A quoi (et où) peut mener le souci de s'extraire de la réalité , de prétendre offrir un horizon dégagé de toute banalité, d'exalter des valeurs spirituelles ou strictement cérébrales quand on ne dispose pour y parvenir que du domaine des mots, eux-mêmes prisonniers des habitudes, des préjugés mais qui se révèlent des armes redoutables selon les mains de ceux qui s'en emparent ou les précipitent sous un jour nouveau, des couleurs inédites, une aspiration profonde de l'âme.La "fin de siècle est pleine de ces aventures qui rejettent le "naturalisme" de Zola et cultivent le mot rare, la pensée sophistiquée, les paradoxes de l'esprit et souvent la provocation pour donner plus de poids à leurs choix.Si Mallarmé, Rimbaud surent prendre à bras le corps le mot pour lui donner un nouveau sens, les écrivains considérés comme des "décadents" ne disposent que d'un arme trop usée. Ils jouent de la préciosité (Jean Lorrain, les Goncourt), ou dérivent vers des vocations qui atteignent le statut d'homme de lettres et le confondent avec le gourou.

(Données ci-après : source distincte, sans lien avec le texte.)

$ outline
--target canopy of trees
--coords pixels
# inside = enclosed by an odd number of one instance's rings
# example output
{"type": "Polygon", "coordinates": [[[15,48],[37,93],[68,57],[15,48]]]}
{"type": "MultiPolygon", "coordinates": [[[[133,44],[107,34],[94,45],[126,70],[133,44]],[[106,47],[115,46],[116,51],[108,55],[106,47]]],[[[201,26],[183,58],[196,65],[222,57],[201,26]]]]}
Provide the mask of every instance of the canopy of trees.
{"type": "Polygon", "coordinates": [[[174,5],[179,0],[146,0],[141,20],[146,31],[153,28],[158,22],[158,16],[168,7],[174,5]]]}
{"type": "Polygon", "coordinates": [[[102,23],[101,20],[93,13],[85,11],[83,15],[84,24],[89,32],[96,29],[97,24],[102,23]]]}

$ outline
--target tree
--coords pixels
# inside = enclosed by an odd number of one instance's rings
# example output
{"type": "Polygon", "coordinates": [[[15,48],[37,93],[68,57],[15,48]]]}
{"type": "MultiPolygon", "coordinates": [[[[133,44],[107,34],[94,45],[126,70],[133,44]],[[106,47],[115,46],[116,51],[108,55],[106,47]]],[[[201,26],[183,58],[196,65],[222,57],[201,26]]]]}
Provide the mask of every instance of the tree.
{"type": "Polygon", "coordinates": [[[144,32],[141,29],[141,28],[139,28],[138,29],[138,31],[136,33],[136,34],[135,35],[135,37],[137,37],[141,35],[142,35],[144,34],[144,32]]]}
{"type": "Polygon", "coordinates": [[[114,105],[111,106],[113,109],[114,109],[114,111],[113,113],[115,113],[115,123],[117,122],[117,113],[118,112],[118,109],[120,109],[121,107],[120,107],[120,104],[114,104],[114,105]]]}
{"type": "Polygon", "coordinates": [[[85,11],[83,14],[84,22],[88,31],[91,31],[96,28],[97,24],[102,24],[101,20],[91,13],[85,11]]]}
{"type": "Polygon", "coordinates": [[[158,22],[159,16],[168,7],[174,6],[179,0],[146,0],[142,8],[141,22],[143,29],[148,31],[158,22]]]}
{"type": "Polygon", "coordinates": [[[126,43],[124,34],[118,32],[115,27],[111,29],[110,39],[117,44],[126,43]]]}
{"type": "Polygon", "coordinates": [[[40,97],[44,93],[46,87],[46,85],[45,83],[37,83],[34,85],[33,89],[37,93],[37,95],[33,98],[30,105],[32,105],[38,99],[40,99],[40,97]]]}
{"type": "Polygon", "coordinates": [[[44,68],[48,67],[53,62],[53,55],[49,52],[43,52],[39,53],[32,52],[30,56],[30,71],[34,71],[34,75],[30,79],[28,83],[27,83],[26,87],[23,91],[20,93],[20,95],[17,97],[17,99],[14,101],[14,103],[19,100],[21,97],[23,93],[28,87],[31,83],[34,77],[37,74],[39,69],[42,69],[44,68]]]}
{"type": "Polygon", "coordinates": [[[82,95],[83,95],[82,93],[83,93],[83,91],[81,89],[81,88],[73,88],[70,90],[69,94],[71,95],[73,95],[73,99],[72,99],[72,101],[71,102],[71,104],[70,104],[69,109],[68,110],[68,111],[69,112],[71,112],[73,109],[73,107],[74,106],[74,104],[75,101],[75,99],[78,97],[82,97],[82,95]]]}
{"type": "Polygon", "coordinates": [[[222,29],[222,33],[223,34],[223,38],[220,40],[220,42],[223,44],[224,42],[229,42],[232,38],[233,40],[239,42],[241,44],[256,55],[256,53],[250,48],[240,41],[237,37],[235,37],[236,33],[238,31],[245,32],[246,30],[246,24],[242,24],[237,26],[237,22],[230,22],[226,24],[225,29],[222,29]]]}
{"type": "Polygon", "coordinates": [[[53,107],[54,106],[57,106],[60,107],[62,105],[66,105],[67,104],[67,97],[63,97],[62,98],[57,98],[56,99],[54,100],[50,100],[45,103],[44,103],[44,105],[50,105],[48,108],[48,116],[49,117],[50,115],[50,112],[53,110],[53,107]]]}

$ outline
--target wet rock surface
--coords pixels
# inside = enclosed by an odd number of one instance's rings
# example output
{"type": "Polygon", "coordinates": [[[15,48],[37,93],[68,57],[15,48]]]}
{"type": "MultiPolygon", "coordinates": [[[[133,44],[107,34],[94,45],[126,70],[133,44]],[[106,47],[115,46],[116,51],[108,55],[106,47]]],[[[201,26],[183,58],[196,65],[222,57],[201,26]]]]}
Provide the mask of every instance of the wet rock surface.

C'est dans le monde des gourous que Joseph Péladan fait son étrange chemin parsemé non seulement de livres, mais d'actions, de provocations qui couvrent même sa façon de s'habiller (entre le prêtre et le mage). Il veut réformer radicalement l'acte d'écrire, le transcender, lui donner une dimension mystique qui n'échappe pas au clinquant du fétichisme, du sulfureux message des sectes et l'alchimie des légendes descendues dans l'espace de la création littéraire.Le voici  "drapé d'un burnous noir en poil de chameau filamenté de fils d'or, en velours vieux bleu, botté de daim et comme Absalon chevelu, la barbe ointe d'huile de cèdre." prêchant la bonne parole, tirant la pensée vers les cimes d'un idéalisme teinté de religiosité, adhérant aux sources de la kabbale (avec Stanisla de Guaïta), entraînant dans son équipée (le salon de la Rose Croix) l'énigmatique Eric Satie (point exempt de malice et un brin farceur, n'est-il pas aussi bientôt dans les coudées fumeuses de dada ? ), et naturellement militant pour la reconnaissance de Wagner en qui toute cette génération (en dépit d'une forte poussé de l'opinion anti-germanique) voit le mage d'une pensée élevée la sauvant d'un quotidien honni. Péladan s'agite dans ce mouvement, milite, fait, de l'écriture, une arme étincelante pour diffuser une pensée ardente, quasi religieuse.
 


 
 
posté le 18-12-2010 à 15:05:08

Mery Laurent un personnage de Proust.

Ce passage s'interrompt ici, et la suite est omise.